Boston Wine Expo: Reaction to qvevri wine

by Terry Sullivan

17.02.2015. The 2015 Boston Wine Expo [read more in: Georgia to showcase wines at Boston Wine Expo] was cut short due to yet another blizzard to plague Boston. On Saturday, I spent most of my time pouring wines and gently educating wine enthusiasts for Badagoni Winery in the country Georgia. I enjoyed working the inside of the table. Unfortunately, I never had the time to visit many of the other tables at the expo that I was planning to visit. I was just having too much fun.

Most of the expo attendees that stopped at the Badagoni table have not had wines from the country Georgia. I used my ipad to show the location of Georgia and photos of the grapes in the wines they were tasting. One of the wines was a qvevri wine. I used photos to explain what qvevris were and how they were made. I also talked about the Alaverdi Monastery qvevri Rkatsiteli the qvevri wine we were serving at our table. Reaction to the question, “Are American wine enthusiasts ready for Georgian white qvevri wines,” was mixed. A little over half of those I asked said yes, others did not think so. Of those saying yes, some were red wine drinkers. I suggested they try a white wine and poured the qvevri white wine. It was well received. Another discovery was the need to provide education about the qvevri wines prior to tasting them.

Some of the take-aways from the expo were people didn’t realize that Georgia is the birthplace of wine, people were not aware of qvevri wines or that qvevri winemaking is on the UNESCO list of Intangible Culture Heritage and that the country Georgia is not the state Georgia.

There were only a few people at the end of the expo that admitted that they were reluctant to approach the Georgia wine tables because they thought that the wines were from the state of Georgia.

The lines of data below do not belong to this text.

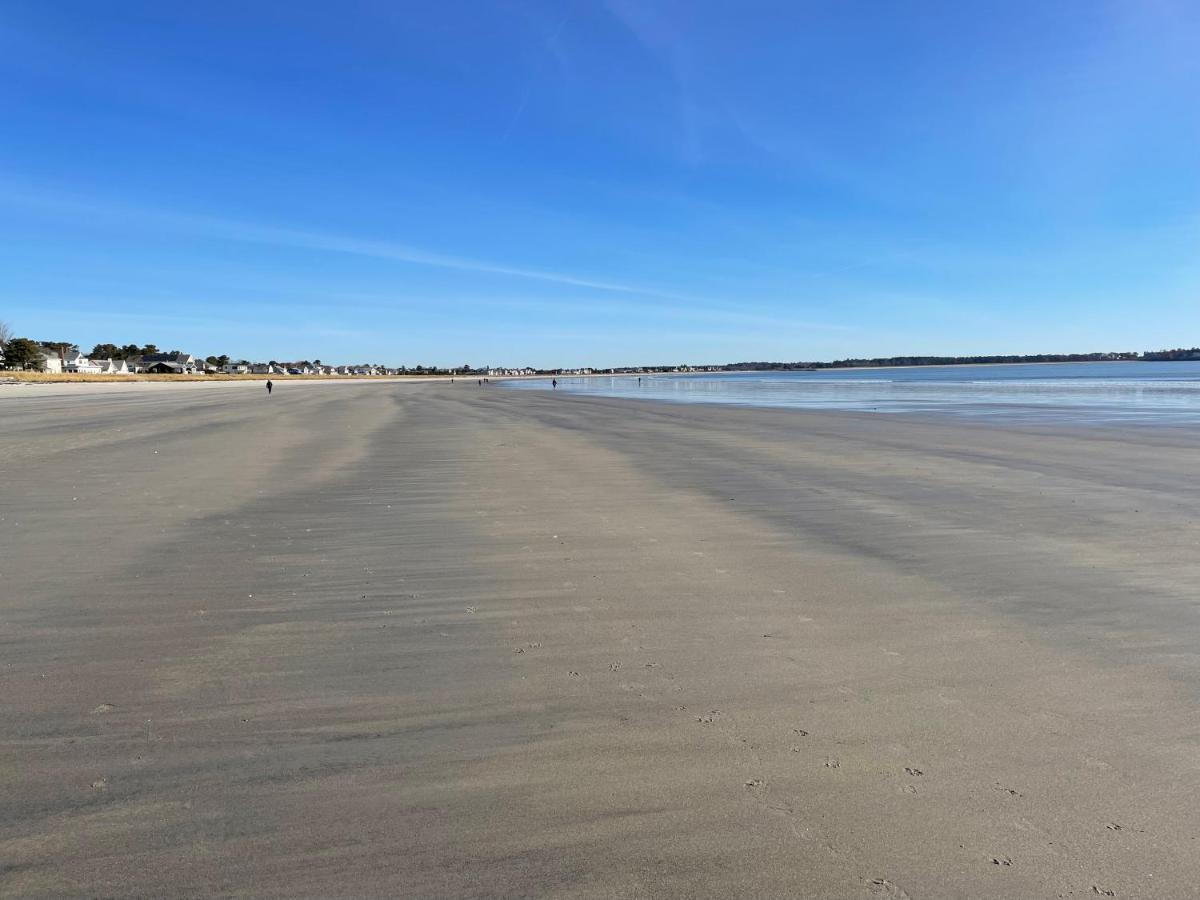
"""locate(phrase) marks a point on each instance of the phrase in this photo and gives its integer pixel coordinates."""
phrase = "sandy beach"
(432, 640)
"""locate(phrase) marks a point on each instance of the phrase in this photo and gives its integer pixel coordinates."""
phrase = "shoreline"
(370, 642)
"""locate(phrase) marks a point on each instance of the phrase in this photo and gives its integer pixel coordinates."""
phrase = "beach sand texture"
(391, 640)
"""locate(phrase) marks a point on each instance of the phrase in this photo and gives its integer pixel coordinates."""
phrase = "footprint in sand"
(885, 888)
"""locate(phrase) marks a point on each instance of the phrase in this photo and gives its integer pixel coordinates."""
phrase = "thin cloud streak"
(273, 235)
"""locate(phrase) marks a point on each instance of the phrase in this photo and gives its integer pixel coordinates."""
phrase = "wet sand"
(396, 640)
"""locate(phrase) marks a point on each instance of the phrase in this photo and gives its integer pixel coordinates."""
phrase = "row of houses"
(501, 372)
(60, 360)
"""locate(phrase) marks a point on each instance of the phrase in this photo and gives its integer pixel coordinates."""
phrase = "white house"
(53, 360)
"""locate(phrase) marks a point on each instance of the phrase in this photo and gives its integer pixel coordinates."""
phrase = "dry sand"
(378, 640)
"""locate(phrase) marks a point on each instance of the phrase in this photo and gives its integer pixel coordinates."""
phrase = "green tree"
(22, 353)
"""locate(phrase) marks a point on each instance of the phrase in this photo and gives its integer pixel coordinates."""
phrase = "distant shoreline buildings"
(111, 360)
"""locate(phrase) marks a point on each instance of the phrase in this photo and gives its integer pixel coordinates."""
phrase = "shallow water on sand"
(1162, 393)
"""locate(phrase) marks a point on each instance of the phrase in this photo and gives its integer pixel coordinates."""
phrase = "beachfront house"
(177, 363)
(113, 366)
(168, 369)
(77, 364)
(52, 360)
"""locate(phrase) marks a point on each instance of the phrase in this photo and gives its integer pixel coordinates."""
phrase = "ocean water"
(1163, 393)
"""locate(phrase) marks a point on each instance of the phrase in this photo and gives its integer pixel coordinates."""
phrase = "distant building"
(179, 363)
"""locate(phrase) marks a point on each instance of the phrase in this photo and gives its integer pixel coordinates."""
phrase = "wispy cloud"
(274, 235)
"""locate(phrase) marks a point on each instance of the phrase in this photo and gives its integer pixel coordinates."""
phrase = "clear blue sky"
(601, 181)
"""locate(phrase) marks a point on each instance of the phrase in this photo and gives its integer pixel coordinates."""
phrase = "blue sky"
(601, 181)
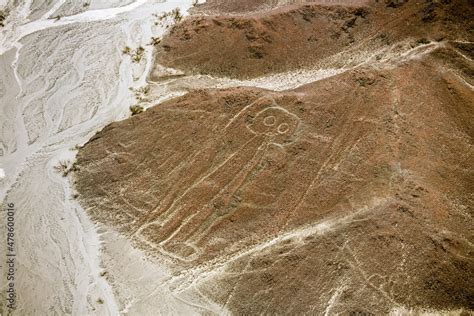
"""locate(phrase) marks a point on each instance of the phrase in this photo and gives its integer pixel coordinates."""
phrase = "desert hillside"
(298, 36)
(351, 193)
(357, 187)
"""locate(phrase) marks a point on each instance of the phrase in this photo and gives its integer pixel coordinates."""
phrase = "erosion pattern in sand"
(351, 194)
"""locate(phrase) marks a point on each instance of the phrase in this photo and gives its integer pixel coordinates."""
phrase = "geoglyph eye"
(269, 120)
(283, 128)
(274, 121)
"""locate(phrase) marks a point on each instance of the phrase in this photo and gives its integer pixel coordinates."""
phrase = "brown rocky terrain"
(292, 37)
(350, 195)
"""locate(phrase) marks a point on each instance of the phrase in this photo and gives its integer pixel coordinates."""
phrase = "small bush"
(3, 17)
(423, 41)
(136, 109)
(176, 14)
(64, 167)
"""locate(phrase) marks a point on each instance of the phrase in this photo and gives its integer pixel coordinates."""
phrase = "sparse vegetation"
(163, 19)
(141, 94)
(63, 167)
(155, 41)
(423, 41)
(136, 55)
(136, 109)
(176, 14)
(3, 17)
(126, 50)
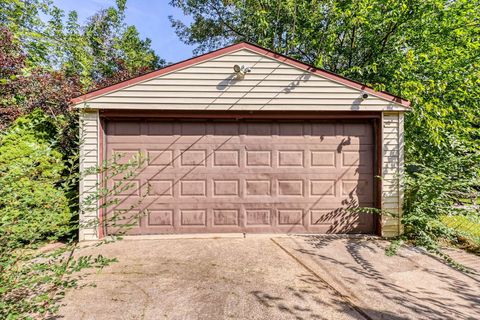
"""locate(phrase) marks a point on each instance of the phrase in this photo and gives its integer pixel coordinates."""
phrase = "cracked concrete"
(302, 277)
(224, 278)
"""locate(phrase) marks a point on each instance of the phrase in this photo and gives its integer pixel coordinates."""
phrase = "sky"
(149, 16)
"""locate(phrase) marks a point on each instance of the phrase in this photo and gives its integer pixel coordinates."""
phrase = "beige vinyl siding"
(210, 85)
(392, 172)
(89, 148)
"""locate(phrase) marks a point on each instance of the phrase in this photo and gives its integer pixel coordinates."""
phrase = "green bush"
(33, 205)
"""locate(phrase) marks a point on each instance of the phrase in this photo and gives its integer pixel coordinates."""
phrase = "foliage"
(45, 60)
(425, 51)
(93, 52)
(23, 89)
(35, 210)
(32, 206)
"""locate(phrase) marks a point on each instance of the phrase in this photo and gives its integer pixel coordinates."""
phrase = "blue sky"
(149, 16)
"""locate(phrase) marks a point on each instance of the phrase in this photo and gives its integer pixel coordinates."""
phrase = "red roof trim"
(235, 47)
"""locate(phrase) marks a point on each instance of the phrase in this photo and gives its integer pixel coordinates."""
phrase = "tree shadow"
(450, 300)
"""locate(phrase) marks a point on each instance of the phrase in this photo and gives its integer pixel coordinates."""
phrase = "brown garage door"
(243, 176)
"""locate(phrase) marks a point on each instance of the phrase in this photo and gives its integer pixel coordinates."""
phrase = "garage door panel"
(238, 176)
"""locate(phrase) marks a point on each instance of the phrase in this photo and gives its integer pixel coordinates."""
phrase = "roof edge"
(235, 47)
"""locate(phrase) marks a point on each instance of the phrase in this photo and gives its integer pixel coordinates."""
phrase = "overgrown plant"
(35, 211)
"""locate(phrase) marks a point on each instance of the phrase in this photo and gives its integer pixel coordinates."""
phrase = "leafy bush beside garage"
(33, 204)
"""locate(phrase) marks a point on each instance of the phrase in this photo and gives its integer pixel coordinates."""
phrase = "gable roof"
(235, 47)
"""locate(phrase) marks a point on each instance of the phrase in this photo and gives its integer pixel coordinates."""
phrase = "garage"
(280, 147)
(245, 176)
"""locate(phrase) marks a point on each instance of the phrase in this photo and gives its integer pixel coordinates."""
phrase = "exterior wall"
(89, 152)
(392, 172)
(211, 85)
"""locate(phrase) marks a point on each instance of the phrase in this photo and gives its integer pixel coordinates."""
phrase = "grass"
(468, 228)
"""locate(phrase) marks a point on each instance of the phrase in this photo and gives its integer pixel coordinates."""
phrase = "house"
(243, 140)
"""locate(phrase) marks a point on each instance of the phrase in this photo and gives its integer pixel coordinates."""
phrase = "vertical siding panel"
(89, 126)
(392, 168)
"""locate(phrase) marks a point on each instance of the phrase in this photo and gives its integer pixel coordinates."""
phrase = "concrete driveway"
(260, 277)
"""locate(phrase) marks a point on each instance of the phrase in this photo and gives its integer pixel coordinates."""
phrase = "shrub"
(33, 205)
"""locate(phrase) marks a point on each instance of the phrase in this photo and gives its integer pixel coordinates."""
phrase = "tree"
(97, 50)
(426, 51)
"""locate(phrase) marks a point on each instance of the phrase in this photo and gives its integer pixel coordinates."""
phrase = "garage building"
(242, 140)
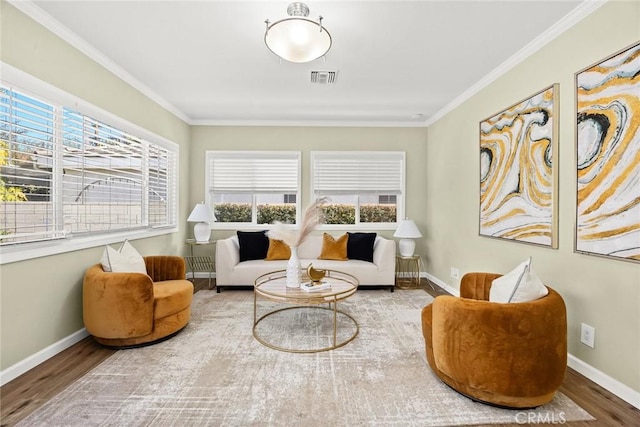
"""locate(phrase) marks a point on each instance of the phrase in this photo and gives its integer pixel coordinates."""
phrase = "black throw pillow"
(253, 245)
(360, 246)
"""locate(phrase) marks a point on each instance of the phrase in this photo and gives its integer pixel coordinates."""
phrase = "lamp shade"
(201, 213)
(407, 229)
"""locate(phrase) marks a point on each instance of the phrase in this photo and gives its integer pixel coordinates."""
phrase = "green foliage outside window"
(8, 194)
(286, 213)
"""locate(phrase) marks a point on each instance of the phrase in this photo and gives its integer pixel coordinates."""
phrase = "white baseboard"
(624, 392)
(14, 371)
(200, 275)
(603, 380)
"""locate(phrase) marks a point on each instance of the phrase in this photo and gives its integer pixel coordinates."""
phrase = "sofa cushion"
(278, 250)
(519, 285)
(125, 260)
(360, 246)
(253, 245)
(335, 249)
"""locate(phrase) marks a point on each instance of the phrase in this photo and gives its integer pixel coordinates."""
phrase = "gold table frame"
(272, 286)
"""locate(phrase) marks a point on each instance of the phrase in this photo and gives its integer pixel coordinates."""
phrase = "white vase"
(294, 269)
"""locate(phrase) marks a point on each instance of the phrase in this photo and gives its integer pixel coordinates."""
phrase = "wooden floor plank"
(31, 390)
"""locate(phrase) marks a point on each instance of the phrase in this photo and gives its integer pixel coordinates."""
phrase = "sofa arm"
(227, 257)
(480, 342)
(162, 268)
(384, 254)
(117, 305)
(477, 285)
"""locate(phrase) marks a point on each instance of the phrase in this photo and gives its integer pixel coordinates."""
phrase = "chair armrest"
(162, 268)
(475, 342)
(117, 305)
(477, 285)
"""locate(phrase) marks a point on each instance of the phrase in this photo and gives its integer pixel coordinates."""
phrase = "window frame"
(28, 85)
(400, 197)
(253, 225)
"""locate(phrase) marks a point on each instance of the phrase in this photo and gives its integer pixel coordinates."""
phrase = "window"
(253, 187)
(363, 187)
(64, 174)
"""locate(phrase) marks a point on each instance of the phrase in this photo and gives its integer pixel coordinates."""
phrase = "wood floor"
(28, 392)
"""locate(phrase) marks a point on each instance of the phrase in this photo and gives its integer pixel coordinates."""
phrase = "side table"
(408, 271)
(200, 263)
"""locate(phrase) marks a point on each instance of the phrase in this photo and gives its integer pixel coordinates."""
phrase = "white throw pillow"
(125, 260)
(519, 285)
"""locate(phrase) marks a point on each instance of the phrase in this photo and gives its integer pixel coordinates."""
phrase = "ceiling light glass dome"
(297, 38)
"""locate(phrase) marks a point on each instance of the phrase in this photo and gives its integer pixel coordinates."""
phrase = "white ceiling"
(207, 62)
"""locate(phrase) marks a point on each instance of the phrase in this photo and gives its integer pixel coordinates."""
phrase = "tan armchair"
(510, 355)
(131, 309)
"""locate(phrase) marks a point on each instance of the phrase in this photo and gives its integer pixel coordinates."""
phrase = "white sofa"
(231, 272)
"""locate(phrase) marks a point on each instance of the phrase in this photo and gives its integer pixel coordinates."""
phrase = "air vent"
(324, 77)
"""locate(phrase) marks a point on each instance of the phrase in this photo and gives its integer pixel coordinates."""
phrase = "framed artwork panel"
(518, 176)
(608, 157)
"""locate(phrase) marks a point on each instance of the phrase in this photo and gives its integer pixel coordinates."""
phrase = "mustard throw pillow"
(278, 250)
(334, 249)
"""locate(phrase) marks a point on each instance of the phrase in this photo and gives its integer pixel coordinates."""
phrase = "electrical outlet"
(587, 335)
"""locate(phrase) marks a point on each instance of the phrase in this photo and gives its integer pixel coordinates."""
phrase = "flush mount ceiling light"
(297, 38)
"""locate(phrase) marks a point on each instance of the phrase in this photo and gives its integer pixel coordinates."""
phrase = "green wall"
(603, 293)
(41, 299)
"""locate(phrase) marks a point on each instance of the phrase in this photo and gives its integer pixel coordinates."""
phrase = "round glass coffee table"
(272, 286)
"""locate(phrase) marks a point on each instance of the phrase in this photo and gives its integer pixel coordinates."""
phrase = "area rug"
(214, 373)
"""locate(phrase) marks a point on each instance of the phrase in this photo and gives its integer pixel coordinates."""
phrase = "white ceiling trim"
(40, 16)
(575, 16)
(310, 123)
(53, 25)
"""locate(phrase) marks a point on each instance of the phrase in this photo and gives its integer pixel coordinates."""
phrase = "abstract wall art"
(608, 157)
(518, 176)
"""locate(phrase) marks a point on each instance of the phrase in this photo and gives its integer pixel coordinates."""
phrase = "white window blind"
(253, 172)
(336, 173)
(72, 174)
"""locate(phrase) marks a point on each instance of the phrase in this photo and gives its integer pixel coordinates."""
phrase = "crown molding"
(311, 123)
(29, 8)
(568, 21)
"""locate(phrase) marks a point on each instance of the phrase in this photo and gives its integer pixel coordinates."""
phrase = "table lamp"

At the trade tasting and the beginning of the public tasting this was not received at our table.

Consistently throughout the tasting both, for the trade and public, there was amazement that Georgia is the birthplace of wine. It seemed to me that they were more amazed that grapes were cultivated and wines made for 8,000 years. Eight thousand is a hard number to think about when you are referring to years. When it comes to wine, generally the population considers the ancient Romans and Greeks as old. It is a bit difficult to think of wine growing and wine making that predates the ancients by several thousand years.

Qvevri wines were unexpected. Several of those who tasted the Alaverdi Monastery qvevri Rkatsiteli stated that it was the most unique wine at the expo. Several people left to return awhile later with friends. They wanted their friends to taste a qvevri wine.

For those that visited the Georgian wine tables, they are aware of the country, its wines and its 8,000 year wine growing and winemaking tradition.